Saijo Naoya, Yaoita Hisao, Takayama Jun, Ota Chiharu, Kawai Eiichiro, Kimura Masato, Ozawa Akira, Tamiya Gen, Kure Shigeo, Kikuchi Atsuo
Department of Pediatrics, Tohoku University Graduate School of Medicine, Sendai, Japan.
Department of AI and Innovative Medicine, Tohoku University Graduate School of Medicine, Sendai, Japan.
Am J Med Genet A. 2025 Mar;197(3):e63906. doi: 10.1002/ajmg.a.63906. Epub 2024 Oct 19.
Conotruncal heart defects are severe congenital malformations of the outflow tract, including truncus arteriosus (TA) and double-outlet right ventricle (DORV). TA is a severe congenital heart disease (CHD) in which the main arterial outflow tract of the heart fails to separate. We recently reported TMEM260 (NM_017799.4), c.1617del (p.Trp539Cysfs9), as a major cause of TA in the Japanese population (TMEM260 Keio-Tohoku variant) comparable to the prevalence of the 22q11.2 deletion syndrome, which accounts for 12%-35% of TA. However, no other major causes of TA have not been identified. Here, we report a family that included a TA patient and a DORV patient, harboring the compound heterozygous variants of TMEM260, a 7066-bp deletion encompassing exons 6-7 and c.1393C > T, p.(Gln465). The allele frequency of the 7066-bp deletion was particularly high in the Japanese population (0.17%).

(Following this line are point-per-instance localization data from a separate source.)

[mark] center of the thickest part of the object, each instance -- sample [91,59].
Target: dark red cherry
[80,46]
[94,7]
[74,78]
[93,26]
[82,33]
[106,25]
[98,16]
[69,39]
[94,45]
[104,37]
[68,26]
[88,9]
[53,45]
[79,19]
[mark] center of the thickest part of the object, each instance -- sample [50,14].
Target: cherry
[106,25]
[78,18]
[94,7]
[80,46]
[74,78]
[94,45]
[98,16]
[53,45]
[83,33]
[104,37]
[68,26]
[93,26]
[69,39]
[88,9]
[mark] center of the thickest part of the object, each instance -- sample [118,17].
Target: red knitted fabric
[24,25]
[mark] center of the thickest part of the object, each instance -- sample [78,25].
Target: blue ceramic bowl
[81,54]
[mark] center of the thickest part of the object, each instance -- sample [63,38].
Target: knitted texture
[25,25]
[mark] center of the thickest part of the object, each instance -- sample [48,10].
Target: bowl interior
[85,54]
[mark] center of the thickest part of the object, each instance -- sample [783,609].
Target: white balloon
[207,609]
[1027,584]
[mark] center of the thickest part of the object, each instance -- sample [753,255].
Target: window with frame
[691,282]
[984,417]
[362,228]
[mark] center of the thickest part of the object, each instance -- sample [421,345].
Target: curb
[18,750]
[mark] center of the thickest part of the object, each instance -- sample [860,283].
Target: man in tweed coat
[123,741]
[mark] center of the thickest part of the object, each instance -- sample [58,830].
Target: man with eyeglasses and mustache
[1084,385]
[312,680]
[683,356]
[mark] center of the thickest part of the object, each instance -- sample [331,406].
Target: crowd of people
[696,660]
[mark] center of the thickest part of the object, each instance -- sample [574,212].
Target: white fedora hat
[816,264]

Based on the allele frequency of this deletion and c.1617del (0.36%) in the Japanese population, TMEM260 variants might be associated with more than half of the Japanese patients with TA. This study showed that TMEM260 pathogenic variants might be the most common cause of TA in the Japanese population and could explain the wide spectrum of phenotypes associated with TMEM260-related CHD, including DORV, demonstrating the usefulness of genetic testing in Japanese patients with TA.
圆锥干下型心脏缺陷是严重的流出道先天性畸形,包括永存动脉干(TA)和右心室双出口(DORV)。TA是一种严重的先天性心脏病(CHD),其中心脏的主要动脉流出道未能分离。我们最近报道了TMEM260(NM_017799.4),c.1617del(p.Trp539Cysfs9),是日本人群中TA的主要病因(TMEM260庆应-东北变异体),其患病率与22q11.2缺失综合征相当,后者占TA的12%-35%。然而,尚未发现TA的其他主要病因。在此,我们报告了一个家族,其中包括一名TA患者和一名DORV患者,他们携带TMEM260的复合杂合变异体,一个包含外显子6-7的7066 bp缺失和c.1393C>T,p.(Gln465)。7066 bp缺失的等位基因频率在日本人群中特别高(0.17%)。根据该缺失和c.1617del(0.36%)在日本人群中的等位基因频率,TMEM260变异体可能与超过一半的日本TA患者相关。这项研究表明,TMEM260致病变异体可能是日本人群中TA最常见的病因,并且可以解释与TMEM260相关的CHD相关的广泛表型谱,包括DORV,证明了基因检测在日本TA患者中的有用性。